At first glance, it’s easy to dismiss the Daily Mail‘s reported findings from a recent poll, but upon further thought, it all makes sense.
Women, students and old age pensioners share one thing. They’re vulnerable groups with high profiles. Countless column inches are dedicated to their issues. Domestic violence, rape, equal pay. Tuition fees, the struggle to gain work experience, a decent paying job and to move out of the family home. Abuse in care homes, dementia, the decision to heat the home and starve or buy food and risk death by hypothermia, because their pensions are too small to cover expenses and energy firms too greedy.
Who cares about middle-aged working class men? The once most powerful demographic, and the largest, is now the most disenfranchised. Their political, social and economic positions have been undermined.
They’re disillusioned and no one is taking notice.
Male dominated industries requiring physical strength, ‘a source of masculine pride and identity‘, have been lost. The recession has meant a rise in unemployment and the subsequent loss of ‘breadwinner’ status, an increase in relationship breakdown and a general decline in mental health, which isn’t helped by an unwillingness to talk about their emotions. Many suffer in silence, isolating themselves and turning to alcohol. Unsure of their position in society and unable cope, a shocking number believe suicide is the only answer – one of the leading causes of death in this group.

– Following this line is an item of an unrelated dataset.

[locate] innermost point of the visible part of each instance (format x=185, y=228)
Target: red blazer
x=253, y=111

To them, Alex Salmond is offering hope. Hope that by taking control of their country they’ll be able to take pride in themselves once again. That they’ll be ushering in a new age of prosperity, of self-determination and a chance to rectify all that’s wrong with Scottish society. Salmond is also giving these men someone to blame for their predicaments. A place to aim their disappointment, their frustrations and resentment. That place: the London-centric British government.

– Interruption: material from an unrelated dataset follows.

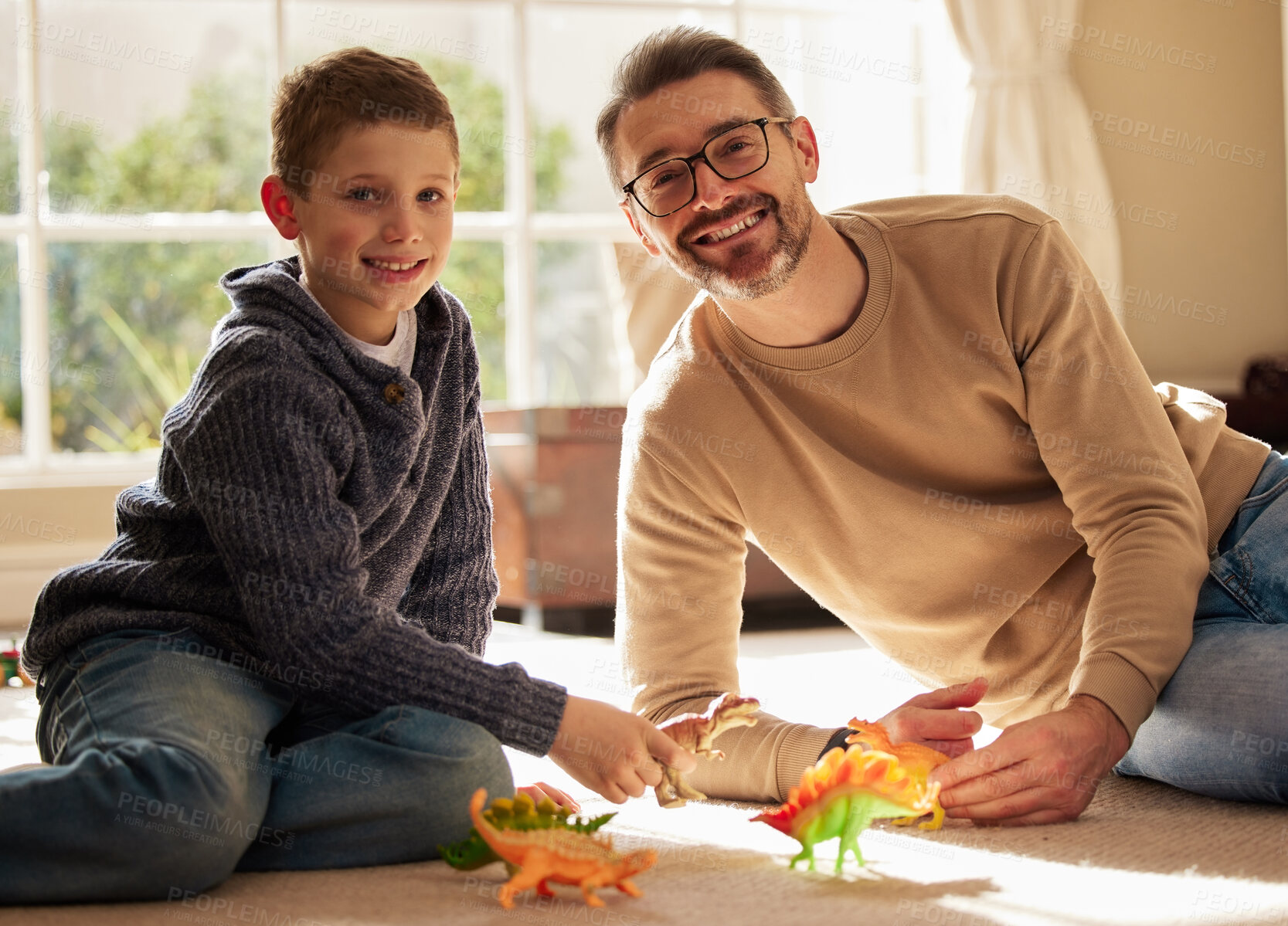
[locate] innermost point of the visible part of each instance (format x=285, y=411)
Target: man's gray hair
x=681, y=53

For some, this is perhaps blind hatred. It may be preventing certain Yes voters from even considering possible negative outcomes in the short and long term, should the majority vote for independence. Many a negative piece of evidence has been dismissed in the belief that it’s the media and/or the British government scaremongering again.

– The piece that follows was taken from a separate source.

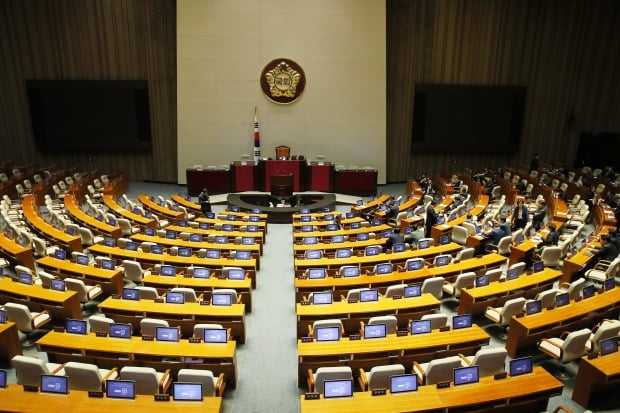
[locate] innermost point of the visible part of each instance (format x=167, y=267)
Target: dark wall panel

Scaremongering, scaremongering, scaremongering. It’s all you hear. Even when it comes from the mouths of the higher ups in Scotland’s biggest banks and UK retailers. It’s disquieting to watch such brush-offs when the negatives are coming thick and fast from not only authoritative sources but from big business – the people that wield the most power in a capitalist economy.
You can’t deny the passion Yes voters have for their cause. But just because the passionate often make the loudest noise, it doesn’t mean they represent the majority. In such precarious situations where the outcome of change is largely unknown, most will opt for the least risky option – in this case, voting No or undecided. However, voting No isn’t voting for the status quo anymore. British Prime Minister David Cameron has promised further devolution of powers to Scotland. Whether he keeps that promise is another matter.
Should Scotland vote No, there will be many crushed hopes and yet more bitter disappointment for Yes voters. Scotland will be a nation divided, if the polls are to be believed on the close to 50/50 split, while the rest of the UK is left feeling a little rejected at the divorce that almost happened.